Dimension reduction

Day 6 of 30DayMapChallenge
R
30DayMapChallenge
spatial
datavisualization
Author

Michaël

Published

2025-11-06

Modified

2025-11-05

A photo of a dodecahedron in the twilight, openwork and lit from within

Floura - Light Bloom - The Art of Hybycozo - Desert Botanical Garden – CC-BY-NC by Alan English CPA

Day 6 of 30DayMapChallenge: « Dimensions » (previously).

According to Wikipedia, Uniform manifold approximation and projection (UMAP) is a nonlinear dimensionality reduction technique. It will allow us to project many dimensions (well, only 3 in this example) onto a 2D plane.

library(sf)
library(umap)
library(dplyr)
library(tidyr)
library(ggplot2)
library(ggrepel)
library(glue)

options(scipen = 100)

Data

We’ll use the french communes (get the data from this post).

com <- read_sf("~/data/adminexpress/adminexpress_cog_simpl_000_2022.gpkg",
               layer = "commune") |>
  st_centroid() |>
  mutate(x = st_coordinates(geom)[, 1],
         y = st_coordinates(geom)[, 2])

UMAP

The dimensions taken into account are: location (x, y) and population. These variables should be scaled but the result is prettier without scaling…

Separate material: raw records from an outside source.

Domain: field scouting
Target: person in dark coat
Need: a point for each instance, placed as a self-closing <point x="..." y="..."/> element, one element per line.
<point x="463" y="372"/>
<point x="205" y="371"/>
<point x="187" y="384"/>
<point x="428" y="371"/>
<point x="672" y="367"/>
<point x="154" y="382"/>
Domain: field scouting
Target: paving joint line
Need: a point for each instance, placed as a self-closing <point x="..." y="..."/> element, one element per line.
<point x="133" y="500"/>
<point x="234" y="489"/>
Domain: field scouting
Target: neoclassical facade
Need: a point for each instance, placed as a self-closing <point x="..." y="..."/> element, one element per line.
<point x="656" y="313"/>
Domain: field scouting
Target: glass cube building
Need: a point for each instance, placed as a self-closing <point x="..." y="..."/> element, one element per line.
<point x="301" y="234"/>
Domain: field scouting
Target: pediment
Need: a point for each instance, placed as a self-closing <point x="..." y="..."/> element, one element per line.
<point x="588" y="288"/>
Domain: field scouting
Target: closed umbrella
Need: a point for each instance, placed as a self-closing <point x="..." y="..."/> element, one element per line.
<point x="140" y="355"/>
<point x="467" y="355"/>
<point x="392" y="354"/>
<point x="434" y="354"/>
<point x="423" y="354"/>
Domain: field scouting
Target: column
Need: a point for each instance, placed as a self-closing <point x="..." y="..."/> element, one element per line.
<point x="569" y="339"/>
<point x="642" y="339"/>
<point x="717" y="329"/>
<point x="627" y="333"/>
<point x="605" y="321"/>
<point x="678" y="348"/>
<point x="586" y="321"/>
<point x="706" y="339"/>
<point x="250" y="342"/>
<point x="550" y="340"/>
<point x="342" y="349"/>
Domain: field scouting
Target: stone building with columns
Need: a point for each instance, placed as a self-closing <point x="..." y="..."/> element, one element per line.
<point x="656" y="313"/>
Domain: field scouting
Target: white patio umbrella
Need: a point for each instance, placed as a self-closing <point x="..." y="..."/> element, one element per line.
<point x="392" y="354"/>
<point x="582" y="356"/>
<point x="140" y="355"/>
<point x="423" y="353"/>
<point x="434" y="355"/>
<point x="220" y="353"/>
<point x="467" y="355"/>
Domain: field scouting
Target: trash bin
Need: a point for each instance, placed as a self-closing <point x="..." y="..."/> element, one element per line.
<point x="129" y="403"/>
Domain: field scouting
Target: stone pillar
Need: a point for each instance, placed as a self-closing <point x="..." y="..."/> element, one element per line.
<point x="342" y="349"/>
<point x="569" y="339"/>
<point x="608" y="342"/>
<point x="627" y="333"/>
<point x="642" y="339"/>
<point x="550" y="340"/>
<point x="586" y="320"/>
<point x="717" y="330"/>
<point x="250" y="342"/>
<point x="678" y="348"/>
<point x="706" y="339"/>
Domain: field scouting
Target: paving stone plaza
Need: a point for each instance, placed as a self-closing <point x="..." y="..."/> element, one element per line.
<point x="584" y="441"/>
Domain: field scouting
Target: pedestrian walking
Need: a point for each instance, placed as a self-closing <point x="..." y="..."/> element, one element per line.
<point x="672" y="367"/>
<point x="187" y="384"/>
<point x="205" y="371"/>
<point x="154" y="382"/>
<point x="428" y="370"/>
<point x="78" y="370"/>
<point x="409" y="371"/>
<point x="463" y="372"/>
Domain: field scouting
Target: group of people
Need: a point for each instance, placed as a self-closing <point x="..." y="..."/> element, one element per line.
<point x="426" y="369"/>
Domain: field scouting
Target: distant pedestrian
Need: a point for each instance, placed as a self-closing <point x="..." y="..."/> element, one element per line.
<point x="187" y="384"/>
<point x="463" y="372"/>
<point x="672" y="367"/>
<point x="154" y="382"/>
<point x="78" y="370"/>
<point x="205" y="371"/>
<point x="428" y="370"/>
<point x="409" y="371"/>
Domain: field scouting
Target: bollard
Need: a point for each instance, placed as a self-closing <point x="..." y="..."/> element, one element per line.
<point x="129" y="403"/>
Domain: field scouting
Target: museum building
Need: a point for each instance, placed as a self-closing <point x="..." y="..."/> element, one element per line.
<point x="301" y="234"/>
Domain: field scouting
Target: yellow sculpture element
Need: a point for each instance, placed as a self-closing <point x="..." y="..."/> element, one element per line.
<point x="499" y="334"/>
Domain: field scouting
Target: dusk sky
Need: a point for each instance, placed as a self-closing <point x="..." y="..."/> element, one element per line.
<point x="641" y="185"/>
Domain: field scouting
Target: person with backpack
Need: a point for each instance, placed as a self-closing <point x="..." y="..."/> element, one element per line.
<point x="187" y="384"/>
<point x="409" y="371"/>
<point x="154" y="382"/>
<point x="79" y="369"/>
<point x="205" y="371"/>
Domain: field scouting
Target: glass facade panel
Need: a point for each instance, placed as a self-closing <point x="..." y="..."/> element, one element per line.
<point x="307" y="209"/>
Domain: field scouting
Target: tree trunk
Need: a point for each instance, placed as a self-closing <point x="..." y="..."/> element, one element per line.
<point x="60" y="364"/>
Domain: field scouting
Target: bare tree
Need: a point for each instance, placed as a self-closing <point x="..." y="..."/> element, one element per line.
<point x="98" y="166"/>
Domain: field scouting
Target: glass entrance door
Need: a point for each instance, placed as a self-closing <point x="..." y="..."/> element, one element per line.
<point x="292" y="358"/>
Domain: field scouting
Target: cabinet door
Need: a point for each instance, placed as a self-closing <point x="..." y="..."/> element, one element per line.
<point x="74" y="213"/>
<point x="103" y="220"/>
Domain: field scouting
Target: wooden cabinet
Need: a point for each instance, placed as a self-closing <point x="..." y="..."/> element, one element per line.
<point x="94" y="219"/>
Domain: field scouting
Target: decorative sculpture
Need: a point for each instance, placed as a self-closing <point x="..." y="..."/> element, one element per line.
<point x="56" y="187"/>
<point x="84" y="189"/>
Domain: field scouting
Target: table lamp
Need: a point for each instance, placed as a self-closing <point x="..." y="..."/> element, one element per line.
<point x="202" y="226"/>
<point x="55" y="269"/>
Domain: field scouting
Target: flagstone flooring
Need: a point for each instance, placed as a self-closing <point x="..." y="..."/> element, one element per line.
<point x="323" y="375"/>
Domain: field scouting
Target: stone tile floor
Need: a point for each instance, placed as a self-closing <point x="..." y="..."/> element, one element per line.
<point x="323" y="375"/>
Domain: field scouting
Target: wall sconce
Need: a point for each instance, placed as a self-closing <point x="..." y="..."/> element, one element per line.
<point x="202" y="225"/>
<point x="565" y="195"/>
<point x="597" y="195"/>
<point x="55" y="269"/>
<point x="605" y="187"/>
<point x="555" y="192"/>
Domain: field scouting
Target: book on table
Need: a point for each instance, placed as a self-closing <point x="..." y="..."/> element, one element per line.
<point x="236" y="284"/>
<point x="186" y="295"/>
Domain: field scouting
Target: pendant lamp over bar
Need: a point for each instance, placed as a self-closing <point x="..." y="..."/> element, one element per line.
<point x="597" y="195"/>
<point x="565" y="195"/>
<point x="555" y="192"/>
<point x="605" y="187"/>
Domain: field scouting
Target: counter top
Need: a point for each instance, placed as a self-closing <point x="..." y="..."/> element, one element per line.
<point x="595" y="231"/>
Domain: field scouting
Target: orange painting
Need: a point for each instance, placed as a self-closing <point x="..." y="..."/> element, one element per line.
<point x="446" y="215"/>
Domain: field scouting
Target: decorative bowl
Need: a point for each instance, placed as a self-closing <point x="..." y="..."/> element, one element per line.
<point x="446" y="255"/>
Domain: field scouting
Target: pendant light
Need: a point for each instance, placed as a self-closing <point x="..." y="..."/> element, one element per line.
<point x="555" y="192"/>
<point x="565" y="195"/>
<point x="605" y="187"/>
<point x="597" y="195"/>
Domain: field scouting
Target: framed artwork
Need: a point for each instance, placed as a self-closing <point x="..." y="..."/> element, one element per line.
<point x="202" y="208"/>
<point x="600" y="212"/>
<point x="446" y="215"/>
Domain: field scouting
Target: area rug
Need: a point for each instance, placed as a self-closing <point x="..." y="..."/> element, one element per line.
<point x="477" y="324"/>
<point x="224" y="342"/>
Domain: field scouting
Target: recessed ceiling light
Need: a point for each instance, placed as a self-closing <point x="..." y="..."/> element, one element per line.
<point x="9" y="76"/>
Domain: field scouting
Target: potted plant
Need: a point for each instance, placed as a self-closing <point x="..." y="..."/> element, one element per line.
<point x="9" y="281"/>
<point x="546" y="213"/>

umaps_params <- umap.defaults
umaps_params$random_state <- 20251106

com_umap <- com |>
  st_drop_geometry() |>
  select(x, y, population) |>
  # scale() |> 
  umap(config = umaps_params)

res <- com_umap$layout |>
  as_tibble(.name_repair = "universal") |>
  bind_cols(com) |>
  rename(UMAP1 = 1,
         UMAP2 = 2)

Map

res |>
  ggplot(aes(UMAP1, UMAP2, color = population)) +
  geom_point() +
  geom_text_repel(data = filter(res, 
                                statut %in% c("Préfecture", 
                                              "Préfecture de région",
                                              "Capitale d'état")),
                  aes(label = nom),
                  size = 3, force = .5, force_pull = 0.5, max.overlaps = 1e6,
                  bg.colour = "#ffffffaa", bg.r = .2, alpha = .6) +
  scale_color_viridis_c(trans = "log1p", option = "H",
                        breaks = c(1000, 50000, 500000, 2000000)) +
  coord_equal() +
  labs(title = "Uniform manifold approximation and projection of french communes",
       subtitle = "by location and population",
       caption = glue("https://r.iresmi.net/ - {Sys.Date()}
                      data from IGN Adminexpress 2022")) +
  theme_minimal() +
  theme(plot.caption = element_text(size = 6, 
                                    color = "darkgrey"))
Plot on a 2D plane where each point is a french town. The patterns are like a firework
Figure 1: A UMAP representation of the french communes